Thursday, October 8, 2009

Omaha, October 2009

As my plane descended on its approach to the Omaha airport, it flew over an emerald baseball diamond completely surrounded by farmlands brown after the harvest but still showing their even furrows following the contours of the land.

Reflecting its surroundings, Omaha is an orderly place with clean, wide streets: no random storefronts among the tall office buildings, no irregular jutting in the architecture, no meandering streets. Everything is rectangular and spotless.

The occasion was my niece Julie’s wedding, a stylish celebration in orange and cream that spotlighted the creative genius and profound love the couple shares. On the door of the reception venue, a dance club, a sign said, “Closed for a private event.” What fun to be among the invited instead of the disappointed. We Kush sisters comprised the old generation, the gaggle of aunts at the elders’ table.

Three of us yukked it up in the hotel elevator after the party and told another passenger that we were sisters.

“Who’s the youngest?” he asked.

We froze.

That would be Betty. We had last gathered in Omaha four years ago for her funeral.

But in a flash, we recovered the festive mood and replied with good humor.

I’d opted to return to Boston at the crack of dawn Monday, and by mid-afternoon Sunday, the rest of the family had gone. Alone in a hotel in the heartland, I felt like the last person on the planet.

I wandered the streets of “NoDo,” the up-and-coming neighborhood north of downtown. I saw signs of an artsy community on the verge of bursting out: the Tip-Top Apartments in a rehabbed, 90-year-old factory; a sculptor’s studio in a low, orange-painted building, the lawn and driveway covered with metal creations. The place was deserted; no sensible person walks around downtown on Sunday evening.

At a squeaky-clean bar in the Tip-Top, I drank a Tall Grass beer brewed in Kansas and watched football while waiting for a to-go sandwich.

I was a long way from Boston, but even farther from the Midwest I knew when the nine Kush kids lived in Lake Zurich, Illinois, more than 50 years ago. We were together in that house for only a few years between Betty’s birth and Jackie moving out for college, but the experience still defines a part of each of us. We ended up in nine different states. Betty landed in Nebraska when our parents moved there, and she stayed.

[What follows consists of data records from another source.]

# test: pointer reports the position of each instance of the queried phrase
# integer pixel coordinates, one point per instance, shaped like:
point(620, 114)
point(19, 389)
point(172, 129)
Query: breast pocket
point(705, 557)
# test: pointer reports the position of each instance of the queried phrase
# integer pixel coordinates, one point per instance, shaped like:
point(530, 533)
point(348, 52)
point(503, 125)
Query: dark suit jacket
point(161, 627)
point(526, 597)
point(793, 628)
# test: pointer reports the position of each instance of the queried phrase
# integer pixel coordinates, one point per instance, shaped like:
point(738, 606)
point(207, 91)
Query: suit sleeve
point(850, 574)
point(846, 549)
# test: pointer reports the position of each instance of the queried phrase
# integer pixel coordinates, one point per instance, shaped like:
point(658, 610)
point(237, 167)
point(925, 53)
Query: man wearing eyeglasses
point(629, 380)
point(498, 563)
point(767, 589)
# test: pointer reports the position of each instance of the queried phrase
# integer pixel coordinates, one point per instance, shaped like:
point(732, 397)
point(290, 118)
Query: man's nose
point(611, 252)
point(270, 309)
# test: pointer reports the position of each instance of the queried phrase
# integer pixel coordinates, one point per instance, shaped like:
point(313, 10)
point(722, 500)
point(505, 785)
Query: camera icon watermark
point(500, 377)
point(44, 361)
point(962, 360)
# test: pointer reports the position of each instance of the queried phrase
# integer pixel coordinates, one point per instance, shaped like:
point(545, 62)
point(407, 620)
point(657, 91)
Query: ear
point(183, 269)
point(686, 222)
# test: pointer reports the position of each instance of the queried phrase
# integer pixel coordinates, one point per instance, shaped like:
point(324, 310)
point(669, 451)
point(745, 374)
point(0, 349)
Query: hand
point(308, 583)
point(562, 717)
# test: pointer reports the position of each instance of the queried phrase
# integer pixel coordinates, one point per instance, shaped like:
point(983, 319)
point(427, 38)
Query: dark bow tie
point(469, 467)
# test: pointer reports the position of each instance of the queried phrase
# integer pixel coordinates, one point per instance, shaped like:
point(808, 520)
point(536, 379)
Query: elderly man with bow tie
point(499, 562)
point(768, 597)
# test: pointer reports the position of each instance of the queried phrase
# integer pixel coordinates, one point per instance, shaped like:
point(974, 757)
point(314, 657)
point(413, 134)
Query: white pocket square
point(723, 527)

Although Julie and Jason reestablished the Kush connection to Omaha after Betty’s children moved away, I sipped my beer and doubted I’d ever return. I had a strong feeling that at first felt like sadness, but before my sandwich arrived, I knew it was something else, an intimate awareness of the passage of time.

4 comments:

Missy said...

Linda, this is really beautiful. You could submit it for publication.

Linda Kush said...
This comment has been removed by the author.
Linda Kush said...

Thanks for the good word, Missy. But I have no idea who would publish something like this.

Linda Kush said...

A version of this was published in the Omaha World-Herald last month. Thanks for the encouragement, Missy.